DOI: 10.36348/merjn.2022.v02i01.002
Background: Patient safety culture (PSC) is a cornerstone of ensuring care without harm, most notably in nursing homes whose residents are the most fragile because of old age, chronic conditions, and temporality. In rural districts such as Osmanabad, PSC encounters a variety of challenges, including resource scarcity, lack of adequate staff, and diverse sociocultural norms that may determine the way care is provided. Objectives: This study aims to describe the perceptions and practices of staff in nursing homes in Osmanabad concerning PSC, to determine systemic, infrastructure, and interpersonal factors that impact safety, and the extent to which cultural competence and family involvement impact communication and reporting. Method: A qualitative, phenomenological design was employed in four nursing homes in Osmanabad. A purposive sample of 70 respondents, who consisted of registered nurses, nursing aides, and administrators, was recruited.

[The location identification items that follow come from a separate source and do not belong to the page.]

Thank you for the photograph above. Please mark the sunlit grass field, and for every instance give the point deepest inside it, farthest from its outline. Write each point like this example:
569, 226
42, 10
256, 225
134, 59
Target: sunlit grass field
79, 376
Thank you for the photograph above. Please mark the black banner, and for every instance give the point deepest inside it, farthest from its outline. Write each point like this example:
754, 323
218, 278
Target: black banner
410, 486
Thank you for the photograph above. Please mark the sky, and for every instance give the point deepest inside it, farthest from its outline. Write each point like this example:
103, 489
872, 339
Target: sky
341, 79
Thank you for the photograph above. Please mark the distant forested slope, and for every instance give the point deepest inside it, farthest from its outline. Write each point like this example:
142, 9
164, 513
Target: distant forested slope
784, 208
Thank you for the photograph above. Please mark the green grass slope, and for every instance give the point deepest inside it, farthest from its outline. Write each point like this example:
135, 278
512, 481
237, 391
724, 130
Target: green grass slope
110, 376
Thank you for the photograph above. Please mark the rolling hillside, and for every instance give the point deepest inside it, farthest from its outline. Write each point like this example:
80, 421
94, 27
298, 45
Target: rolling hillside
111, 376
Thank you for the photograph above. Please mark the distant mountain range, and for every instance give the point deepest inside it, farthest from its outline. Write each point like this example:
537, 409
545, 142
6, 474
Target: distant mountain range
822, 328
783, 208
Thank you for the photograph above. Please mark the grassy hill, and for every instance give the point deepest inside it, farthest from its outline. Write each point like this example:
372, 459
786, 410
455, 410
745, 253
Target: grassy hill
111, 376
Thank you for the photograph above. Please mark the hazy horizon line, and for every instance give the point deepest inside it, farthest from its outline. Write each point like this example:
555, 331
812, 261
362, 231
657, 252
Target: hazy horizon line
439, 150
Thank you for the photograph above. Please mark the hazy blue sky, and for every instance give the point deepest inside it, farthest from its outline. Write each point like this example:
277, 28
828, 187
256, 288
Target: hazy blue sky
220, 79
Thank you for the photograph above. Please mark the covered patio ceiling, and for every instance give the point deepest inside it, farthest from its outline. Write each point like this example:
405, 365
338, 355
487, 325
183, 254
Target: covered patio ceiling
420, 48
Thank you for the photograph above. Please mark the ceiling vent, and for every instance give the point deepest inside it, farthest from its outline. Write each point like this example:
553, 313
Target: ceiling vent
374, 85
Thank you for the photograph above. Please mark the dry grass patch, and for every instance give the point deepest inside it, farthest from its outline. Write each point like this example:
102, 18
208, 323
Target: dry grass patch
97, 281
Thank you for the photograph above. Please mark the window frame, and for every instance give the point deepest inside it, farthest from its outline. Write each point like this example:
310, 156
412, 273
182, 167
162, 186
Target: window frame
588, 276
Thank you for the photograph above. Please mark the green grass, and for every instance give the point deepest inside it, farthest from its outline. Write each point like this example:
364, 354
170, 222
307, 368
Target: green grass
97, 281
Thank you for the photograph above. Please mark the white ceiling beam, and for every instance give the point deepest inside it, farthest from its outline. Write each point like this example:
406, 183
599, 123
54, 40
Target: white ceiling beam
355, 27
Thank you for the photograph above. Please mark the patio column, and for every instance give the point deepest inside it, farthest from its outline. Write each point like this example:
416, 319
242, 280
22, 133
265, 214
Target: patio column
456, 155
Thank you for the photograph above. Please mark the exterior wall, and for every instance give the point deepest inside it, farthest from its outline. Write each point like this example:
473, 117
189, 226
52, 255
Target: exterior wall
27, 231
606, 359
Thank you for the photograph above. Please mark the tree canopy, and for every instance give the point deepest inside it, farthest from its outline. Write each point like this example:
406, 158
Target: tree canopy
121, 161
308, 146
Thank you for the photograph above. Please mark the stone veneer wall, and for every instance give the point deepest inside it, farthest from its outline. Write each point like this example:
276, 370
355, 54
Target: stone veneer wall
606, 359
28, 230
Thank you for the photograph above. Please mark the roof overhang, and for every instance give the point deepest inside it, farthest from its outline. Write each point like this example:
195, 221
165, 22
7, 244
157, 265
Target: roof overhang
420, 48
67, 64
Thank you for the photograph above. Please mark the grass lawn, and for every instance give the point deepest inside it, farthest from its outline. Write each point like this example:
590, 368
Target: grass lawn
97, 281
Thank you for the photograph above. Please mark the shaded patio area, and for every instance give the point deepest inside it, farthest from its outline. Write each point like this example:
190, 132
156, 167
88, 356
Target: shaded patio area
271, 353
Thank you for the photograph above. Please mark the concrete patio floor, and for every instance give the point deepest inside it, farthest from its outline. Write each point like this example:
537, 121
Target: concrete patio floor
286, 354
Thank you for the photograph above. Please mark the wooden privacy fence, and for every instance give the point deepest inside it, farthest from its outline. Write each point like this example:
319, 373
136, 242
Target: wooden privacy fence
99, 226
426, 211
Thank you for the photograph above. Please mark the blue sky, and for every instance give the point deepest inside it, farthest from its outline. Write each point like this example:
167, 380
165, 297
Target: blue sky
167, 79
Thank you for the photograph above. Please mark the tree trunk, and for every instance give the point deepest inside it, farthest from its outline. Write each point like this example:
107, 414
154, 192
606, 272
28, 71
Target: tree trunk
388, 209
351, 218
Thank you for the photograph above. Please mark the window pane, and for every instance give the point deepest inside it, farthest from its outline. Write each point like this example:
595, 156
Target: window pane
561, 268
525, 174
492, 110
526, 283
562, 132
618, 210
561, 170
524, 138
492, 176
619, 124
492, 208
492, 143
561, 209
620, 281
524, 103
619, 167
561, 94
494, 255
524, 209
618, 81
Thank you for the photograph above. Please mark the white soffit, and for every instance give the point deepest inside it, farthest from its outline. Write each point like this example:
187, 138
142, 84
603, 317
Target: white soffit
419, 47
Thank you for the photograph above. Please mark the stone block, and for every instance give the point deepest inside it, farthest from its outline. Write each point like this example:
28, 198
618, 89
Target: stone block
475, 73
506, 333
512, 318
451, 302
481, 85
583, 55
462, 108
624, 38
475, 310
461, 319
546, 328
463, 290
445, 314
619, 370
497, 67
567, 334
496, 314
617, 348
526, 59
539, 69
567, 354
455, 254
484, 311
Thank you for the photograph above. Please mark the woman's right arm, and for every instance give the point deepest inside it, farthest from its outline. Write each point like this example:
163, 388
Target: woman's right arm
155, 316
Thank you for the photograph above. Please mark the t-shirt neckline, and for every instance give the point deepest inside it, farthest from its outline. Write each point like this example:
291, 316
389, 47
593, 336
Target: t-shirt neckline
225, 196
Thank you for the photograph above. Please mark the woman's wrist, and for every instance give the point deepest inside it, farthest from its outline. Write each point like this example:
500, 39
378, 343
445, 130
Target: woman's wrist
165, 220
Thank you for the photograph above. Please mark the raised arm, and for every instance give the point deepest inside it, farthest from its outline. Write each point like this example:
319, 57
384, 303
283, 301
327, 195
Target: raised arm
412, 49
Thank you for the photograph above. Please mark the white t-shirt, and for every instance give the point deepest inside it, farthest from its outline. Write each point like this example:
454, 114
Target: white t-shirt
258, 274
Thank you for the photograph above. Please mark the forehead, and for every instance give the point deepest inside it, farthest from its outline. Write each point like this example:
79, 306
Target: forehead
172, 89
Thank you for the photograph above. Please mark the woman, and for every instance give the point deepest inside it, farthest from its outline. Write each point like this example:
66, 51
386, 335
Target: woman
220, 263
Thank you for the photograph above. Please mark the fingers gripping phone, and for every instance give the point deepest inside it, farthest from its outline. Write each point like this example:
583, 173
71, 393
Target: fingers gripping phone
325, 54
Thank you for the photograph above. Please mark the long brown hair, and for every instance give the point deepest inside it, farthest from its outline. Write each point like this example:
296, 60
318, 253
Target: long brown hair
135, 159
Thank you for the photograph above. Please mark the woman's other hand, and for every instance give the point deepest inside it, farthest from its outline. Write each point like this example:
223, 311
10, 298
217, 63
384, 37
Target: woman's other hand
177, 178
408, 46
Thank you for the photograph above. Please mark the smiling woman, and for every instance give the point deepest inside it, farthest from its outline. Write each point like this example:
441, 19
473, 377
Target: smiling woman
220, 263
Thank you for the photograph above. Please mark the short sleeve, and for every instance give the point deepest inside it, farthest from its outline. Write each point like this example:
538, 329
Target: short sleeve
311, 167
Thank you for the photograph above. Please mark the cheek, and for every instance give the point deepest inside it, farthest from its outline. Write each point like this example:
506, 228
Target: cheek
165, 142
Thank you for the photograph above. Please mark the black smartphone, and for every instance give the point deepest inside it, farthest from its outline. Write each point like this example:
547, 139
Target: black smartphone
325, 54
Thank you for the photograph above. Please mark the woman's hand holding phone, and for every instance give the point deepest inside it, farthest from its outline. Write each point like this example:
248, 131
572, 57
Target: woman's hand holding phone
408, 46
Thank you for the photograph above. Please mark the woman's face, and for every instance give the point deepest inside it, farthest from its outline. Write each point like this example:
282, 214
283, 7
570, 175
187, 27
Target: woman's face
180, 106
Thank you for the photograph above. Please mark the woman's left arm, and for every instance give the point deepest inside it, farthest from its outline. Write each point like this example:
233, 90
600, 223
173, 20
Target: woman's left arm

The collection of data involved three methods: semi-structured interviews, non-participant observations, and document review. Analysis was based on open and axial coding using NVivo to thematise coding. A member checking process was used to verify the accuracy and authenticity of emerging themes. Results: Four overarching themes were identified: (1) deficiencies in safety awareness and training, with staff heavily reliant on peer-led learning; (2) infrastructure constraints including shortages of equipment and poor maintenance; (3) communication barriers, including fear of blame and limited incident reporting; and (4) cultural challenges, where language and traditional beliefs impacted on provision of standardized care. The role of the family as an informal caregiver had a mixed effect, influencing safety outcomes positively and negatively. Conclusions: Enhancing PSC in the nursing homes of Osmanabad would require a multi-pronged strategy – robust safety education, effective infrastructure, non-punitive reporting systems, and culturally sensitive care methods. Such interventions are essential to closing the gap between formal procedures and human elements in rural LTC, and to safeguard older adults in rural, underserved settings.